= Obie Scott Wade =

American screenwriter and producer

Obie Scott Wade is an American producer, director, and screenwriter. He is known for creating SheZow and Magicampers.

==Career==
Wade worked on Where in the World Is Carmen Sandiego? and Mister Rogers' Neighborhood. He co-wrote eight episodes of Baby Looney Tunes, a Warner Bros. show. He also worked on Al Roach: Private Insectigator; and Deer Mike, a Disney show.

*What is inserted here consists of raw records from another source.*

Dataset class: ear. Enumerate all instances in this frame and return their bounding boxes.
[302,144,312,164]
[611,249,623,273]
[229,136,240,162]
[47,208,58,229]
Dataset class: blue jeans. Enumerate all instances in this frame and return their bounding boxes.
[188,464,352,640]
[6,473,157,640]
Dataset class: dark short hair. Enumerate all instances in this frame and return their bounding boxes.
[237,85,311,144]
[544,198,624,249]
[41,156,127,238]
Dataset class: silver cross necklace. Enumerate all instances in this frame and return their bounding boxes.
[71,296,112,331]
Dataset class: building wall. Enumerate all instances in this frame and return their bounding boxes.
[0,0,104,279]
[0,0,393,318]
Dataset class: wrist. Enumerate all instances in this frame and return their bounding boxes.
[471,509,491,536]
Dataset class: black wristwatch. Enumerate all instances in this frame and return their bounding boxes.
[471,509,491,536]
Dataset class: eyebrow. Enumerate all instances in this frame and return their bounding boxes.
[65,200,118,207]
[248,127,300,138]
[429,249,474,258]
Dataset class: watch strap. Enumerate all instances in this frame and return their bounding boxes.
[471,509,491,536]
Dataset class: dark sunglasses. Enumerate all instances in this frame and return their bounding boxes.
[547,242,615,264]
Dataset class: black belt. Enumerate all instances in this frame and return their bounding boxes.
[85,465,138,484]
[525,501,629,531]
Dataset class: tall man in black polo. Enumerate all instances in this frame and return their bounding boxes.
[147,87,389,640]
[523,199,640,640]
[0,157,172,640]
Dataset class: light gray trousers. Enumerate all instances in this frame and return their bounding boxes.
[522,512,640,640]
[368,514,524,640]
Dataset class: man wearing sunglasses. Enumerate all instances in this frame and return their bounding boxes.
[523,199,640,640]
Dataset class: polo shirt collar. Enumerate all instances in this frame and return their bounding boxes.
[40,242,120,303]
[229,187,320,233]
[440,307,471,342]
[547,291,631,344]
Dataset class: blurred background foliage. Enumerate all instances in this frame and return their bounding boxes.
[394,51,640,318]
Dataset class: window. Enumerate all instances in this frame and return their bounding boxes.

In 2001, Wade was an executive at Zeroes and Ones, a production studio in Santa Monica, California. Wade was co-creator with Paul Frank of the animated series, Julius & Friends, what was launched on Sony's screenblast.com in 2002. He was also the show's producer and director. The "Yeti Set Go" episode was selected for the 2000 Sundance Film Festival. An episode of the show was selected again in 2001, the Sundance Film Festival said that "this good-humored tale explores such issues as friendship, fate, and hot chocolate." In 2001, Wade and Michael Adamo received a Certificate of Merit, a Children's Jury Prize, at the Chicago International Children's Film Festival for Julius & Friends: Hole in One.

In 2012, Wade created the show SheZow, an animated comedy about a boy who transforms into a super hero while clad in a female costume. SheZow was targeted to 6- to 11-year-old children. It was funded by Film Victoria and launched on Network Ten in Australia. There was backlash at the show's United States premiere on The Hub (now Discovery Family) when it was seen as a show about a transgender child. Romeo San Vicente states, "Technically that makes him a situational transvestite in the service of law and order and, clearly, young audiences are already understanding that it no more makes the character transgender (a word most of them have probably never encountered) than the Batman costume turns Bruce Wayne into an actual flying mammal of the order chiroptera." The show's critics included the Catholic League, American Family Association, and One Million Moms, who said the show was an
"attempt by the gay, lesbian and transgender community to indoctrinate our children into accepting their lifestyles."

In 2013, Wade was listed among the "rising stars in animation" by Animation Magazine. Wade was co-author of the juvenile fiction book, Oddry, which was published in 2014.